Books Like The Love Hypothesis: 6 Romcoms to Read Next
Want more fake-dating, banter, and swoony slow burn after The Love Hypothesis? These six contemporary romances deliver the same butterflies — with where to start.
The Love Hypothesis hit a sweet spot: a smart STEM heroine, a grumpy hunk, a fake-dating setup, and banter that crackles right up to the swoon. Ali Hazelwood understood that the tropes work because they work — the pleasure is in watching two clever people resist the obvious and lose. So the books that satisfy Love Hypothesis fans share that recipe: a juicy trope, sparkling dialogue, slow-burn tension, and a heroine worth rooting for.
Here are six romances that deliver, each with what it does best. If you flew through Olive and Adam’s story, this is where to go next.
The Hating Game — Sally Thorne (the enemies-to-lovers gold standard)
Sally Thorne’s The Hating Game is the modern enemies-to-lovers benchmark, and a must for Love Hypothesis fans. Two executive assistants wage war across their desks while the tension between them becomes impossible to ignore. The banter is razor-sharp, the slow burn is exquisite, and the chemistry is exactly the kind that made you root for Olive and Adam.
Best for: the enemies-to-lovers banter and workplace tension.
Beach Read — Emily Henry (the smart, swoony slow burn)
Emily Henry is the reigning queen of the smart romcom, and Beach Read is the perfect entry — two rival writers, neighbours for a summer, challenge each other to swap genres and fall for each other in the process. It balances genuine wit and emotional depth with the swoon, the upgrade pick for readers who want a little more heart with their banter.

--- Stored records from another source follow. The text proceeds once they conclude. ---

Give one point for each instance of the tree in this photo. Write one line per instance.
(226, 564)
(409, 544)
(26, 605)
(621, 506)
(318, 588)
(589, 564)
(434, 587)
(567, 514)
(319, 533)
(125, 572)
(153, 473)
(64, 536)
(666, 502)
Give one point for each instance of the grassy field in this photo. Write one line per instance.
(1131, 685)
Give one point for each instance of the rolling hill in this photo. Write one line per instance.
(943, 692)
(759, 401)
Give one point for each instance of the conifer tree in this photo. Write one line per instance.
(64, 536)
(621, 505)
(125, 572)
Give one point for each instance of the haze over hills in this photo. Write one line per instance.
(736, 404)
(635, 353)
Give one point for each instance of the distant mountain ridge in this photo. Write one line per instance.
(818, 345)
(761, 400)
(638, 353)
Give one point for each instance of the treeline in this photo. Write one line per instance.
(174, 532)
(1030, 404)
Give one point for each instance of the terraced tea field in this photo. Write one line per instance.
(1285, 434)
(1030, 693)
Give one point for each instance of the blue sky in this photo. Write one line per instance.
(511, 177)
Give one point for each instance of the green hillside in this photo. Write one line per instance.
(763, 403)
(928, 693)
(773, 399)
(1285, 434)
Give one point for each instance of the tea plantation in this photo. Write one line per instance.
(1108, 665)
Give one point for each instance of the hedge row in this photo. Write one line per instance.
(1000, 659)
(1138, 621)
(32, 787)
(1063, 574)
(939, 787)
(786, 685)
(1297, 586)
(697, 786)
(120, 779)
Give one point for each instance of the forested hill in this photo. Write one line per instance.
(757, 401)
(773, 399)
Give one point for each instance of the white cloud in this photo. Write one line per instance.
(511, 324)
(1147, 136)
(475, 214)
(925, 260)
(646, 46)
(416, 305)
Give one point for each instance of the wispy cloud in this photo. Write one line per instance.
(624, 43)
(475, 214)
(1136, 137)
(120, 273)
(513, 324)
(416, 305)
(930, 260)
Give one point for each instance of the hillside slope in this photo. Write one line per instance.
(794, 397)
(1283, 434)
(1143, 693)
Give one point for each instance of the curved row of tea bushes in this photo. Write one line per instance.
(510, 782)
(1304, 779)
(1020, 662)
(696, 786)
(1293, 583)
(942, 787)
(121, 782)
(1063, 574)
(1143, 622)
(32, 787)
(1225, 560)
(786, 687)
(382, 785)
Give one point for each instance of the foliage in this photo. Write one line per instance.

Best for: witty, emotionally rich slow burn.
People We Meet on Vacation — Emily Henry (the friends-to-lovers ache)
A second Emily Henry, because she’s that good at this. People We Meet on Vacation follows two best friends and their annual trips, slow-burning the will-they-won’t-they over years. It’s the friends-to-lovers pick, full of banter and yearning, ideal for readers who love the tension of two people who clearly belong together circling the obvious.
Best for: the friends-to-lovers yearning and great banter.
The Spanish Love Deception — Elena Armas (the closest fake-dating match)
For the fake-dating trope specifically, Elena Armas’s The Spanish Love Deception is the nearest match to The Love Hypothesis. A woman recruits a grumpy colleague to pose as her date at a wedding, and the slow thaw between them delivers the same tropey, swoony, banter-driven pleasure. If the fake relationship was your favourite part, start here.
Best for: fake-dating and grumpy-meets-sunshine chemistry.
Red, White & Royal Blue — Casey McQuiston (the witty forbidden romance)
Casey McQuiston’s Red, White & Royal Blue brings the enemies-to-lovers banter to a charming, high-stakes setup: the First Son of the United States and a British prince, sworn rivals who fall hard. It’s funny, warm, and impossibly swoony, with the same clever-people-falling-in-love energy Love Hypothesis fans adore.
Best for: witty banter and a high-stakes forbidden romance.
It Ends with Us — Colleen Hoover (when you want more feeling)
If you want romance with higher emotional stakes, Colleen Hoover’s It Ends with Us trades the romcom lightness for something far more intense and dramatic. It’s a different register — emotional and heavy rather than purely swoony — but it’s the natural next stop for readers ready to feel everything.
Best for: a more emotional, dramatic kind of romance.
How to choose your next read
Pick by what you loved most. Enemies-to-lovers banter? The Hating Game. Smart, swoony slow burn? Beach Read. Friends-to-lovers yearning? People We Meet on Vacation. Fake-dating? The Spanish Love Deception. Witty forbidden romance? Red, White & Royal Blue. More feeling? It Ends with Us.
For more, browse our romance collection, and start with whichever trope you can’t resist.
Frequently Asked Questions
What should I read after The Love Hypothesis?
The Hating Game by Sally Thorne and Emily Henry's Beach Read are the natural next reads — both deliver the same banter-heavy, slow-burn romance with a fake-relationship or enemies-to-lovers hook. The Spanish Love Deception is the closest in vibe for fans of the fake-dating trope specifically.
What book is most like The Love Hypothesis?
The Spanish Love Deception by Elena Armas is the closest match — a fake-dating, grumpy-meets-sunshine romance with the same tropey, swoony, banter-driven energy. The Hating Game is the other essential read for the enemies-to-lovers chemistry.
What makes a book similar to The Love Hypothesis?
Three ingredients: a beloved trope (fake dating, enemies to lovers, grumpy/sunshine), sharp banter and slow-burn tension, and a smart, funny heroine you root for. The books here each deliver at least two.